WHERE WE STAND – President Trump got his random number generator out again yesterday.

Not, this time, to come up with some random amount of bp that the Fed should lower rates by, but instead to set fresh tariff rates, in the long-awaited letters sent to nations, extending the pause on ‘Liberation Day’ tariffs until 1st August. 25% on Japan, South Korea, Kazakhstan, Tunisia and Malaysia; 30% on South Africa and Bosnia & Herzegovina; 32% on Indonesia; 35% on Bangladesh and Serbia; 36% on Cambodia and Thailand; plus, 40% on Laos and Myanmar. Curiously, the EU was missing from this list, perhaps a deal there might be relatively close.

I won’t even waste time in trying to find the logic behind those levels because, frankly, I’m not sure there is any. Some sit higher than the 2nd April original levy, and some are marginally lower. What’s most important is that none of them come into effect for another three-and-a-half weeks, giving the Trump Administration plenty of wriggle room to set this all up as another ‘escalate to de-escalate’ manoeuvre. Or, as we more commonly know it in these parts – TACO!!

To recap, though, the 2nd April deadline became a 9th July deadline, which has now morphed into a 1st August deadline, and which could still transform into a 1st September (Labor Day) deadline, if Treasury Sec. Bessent is to be believed. Bluntly, this is the next three-and-a-half years of our lives, tariffs on/off, tariffs higher/lower, depending on the relationship that the US, or more accurately President Trump, has with the country at a given time.

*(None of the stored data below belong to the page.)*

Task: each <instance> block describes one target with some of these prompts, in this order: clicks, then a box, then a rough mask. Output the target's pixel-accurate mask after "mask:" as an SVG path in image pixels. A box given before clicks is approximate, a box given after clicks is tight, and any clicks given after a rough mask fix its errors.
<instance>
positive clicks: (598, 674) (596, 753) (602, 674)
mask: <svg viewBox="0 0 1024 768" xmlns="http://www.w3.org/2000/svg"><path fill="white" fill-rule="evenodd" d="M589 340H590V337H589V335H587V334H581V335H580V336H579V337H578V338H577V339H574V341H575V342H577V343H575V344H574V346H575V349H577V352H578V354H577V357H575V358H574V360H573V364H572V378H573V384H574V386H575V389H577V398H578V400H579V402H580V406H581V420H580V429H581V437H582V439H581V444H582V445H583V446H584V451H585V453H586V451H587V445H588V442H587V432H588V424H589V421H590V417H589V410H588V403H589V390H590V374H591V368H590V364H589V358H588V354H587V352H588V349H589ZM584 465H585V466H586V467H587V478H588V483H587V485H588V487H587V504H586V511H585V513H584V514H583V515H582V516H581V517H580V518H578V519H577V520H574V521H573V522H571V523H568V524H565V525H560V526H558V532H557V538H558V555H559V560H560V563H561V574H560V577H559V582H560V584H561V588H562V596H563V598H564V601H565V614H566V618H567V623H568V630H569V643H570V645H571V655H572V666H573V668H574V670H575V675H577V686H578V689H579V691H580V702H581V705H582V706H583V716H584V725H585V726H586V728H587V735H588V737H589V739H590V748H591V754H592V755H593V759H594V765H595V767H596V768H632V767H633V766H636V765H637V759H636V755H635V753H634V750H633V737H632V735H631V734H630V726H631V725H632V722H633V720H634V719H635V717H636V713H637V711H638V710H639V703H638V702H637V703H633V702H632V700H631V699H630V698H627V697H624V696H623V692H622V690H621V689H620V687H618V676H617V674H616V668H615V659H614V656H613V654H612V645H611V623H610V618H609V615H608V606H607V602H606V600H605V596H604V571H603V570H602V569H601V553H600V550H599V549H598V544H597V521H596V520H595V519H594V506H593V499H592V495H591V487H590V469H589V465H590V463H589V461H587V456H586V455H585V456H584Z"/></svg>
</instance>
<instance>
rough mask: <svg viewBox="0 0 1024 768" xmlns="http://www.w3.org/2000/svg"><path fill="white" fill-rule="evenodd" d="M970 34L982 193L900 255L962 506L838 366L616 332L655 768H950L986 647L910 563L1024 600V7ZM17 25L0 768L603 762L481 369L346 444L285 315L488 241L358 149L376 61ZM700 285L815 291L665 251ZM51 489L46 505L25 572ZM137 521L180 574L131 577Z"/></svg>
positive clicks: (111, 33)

Somewhat predictably, those rather punchy tariff levels saw stocks take a leg lower, with the S&P and Nasdaq both falling over 1% intraday. I’d still be a dip buyer here though, with this all looking like a negotiating ploy from the White House, plus with both economic and earnings growth remaining solid despite the significant degree of prevailing economic uncertainty. That former leg of the bull case, though, could well become much more fragile, the longer the present degree of policy volatility persists.

Weirdly, that policy vol put a bid into the dollar yesterday, with the greenback reclaiming the 97 mark, and advancing against all major peers, most notably the JPY. While this does buck the recent trend of USD softness in reaction to rather ‘maverick’ Trump policy announcements, I still stand as a rally seller over the medium-term, with not only this degree of uncertainty, but also the continued erosion of Fed policy independence posing headwinds.

Speaking of the Fed, higher tariffs (IF they come to pass) are yet another reason for the FOMC to maintain their ‘wait and see’ approach, and the huge trade uncertainty is enough reason to do so anyway in the meantime. Nevertheless, Treasuries were softer across the curve, most notably at the long-end, where the benchmark 30-year yield is getting teasingly close to the 5% handle once more. Though this sell-off came largely as a result of higher inflation expectations, I struggle to see us breaking north of that figure just yet, though such a move could well prompt another policy U-turn from the folks in the Oval Office.

Higher yields were, perhaps, an intraday headwind for gold, which traded flat despite the risk-off vibe, failing to find significant haven demand. A little strange, though the bull case remains intact as allocators seek to diversify reserves, and as we remain north of $3,300/oz and the 50-day moving average.

Overall, then, Monday was a day long on noise, super-long on hawkish trade rhetoric, but short on signal. TACO Tuesday, anyone?

LOOK AHEAD – An almost entirely empty docket lies ahead today, with trade- and tariff-related headlines likely to dominate once more.

As for scheduled events, only remarks from the ECB’s Nagel, and a 3-year Treasury sale feature, with the latter being infinitely more interesting. That said, the sale should be taken down relatively well, at least being digested in considerably easier fashion than tomorrow’s 10-, and Thursday’s 30-year auctions.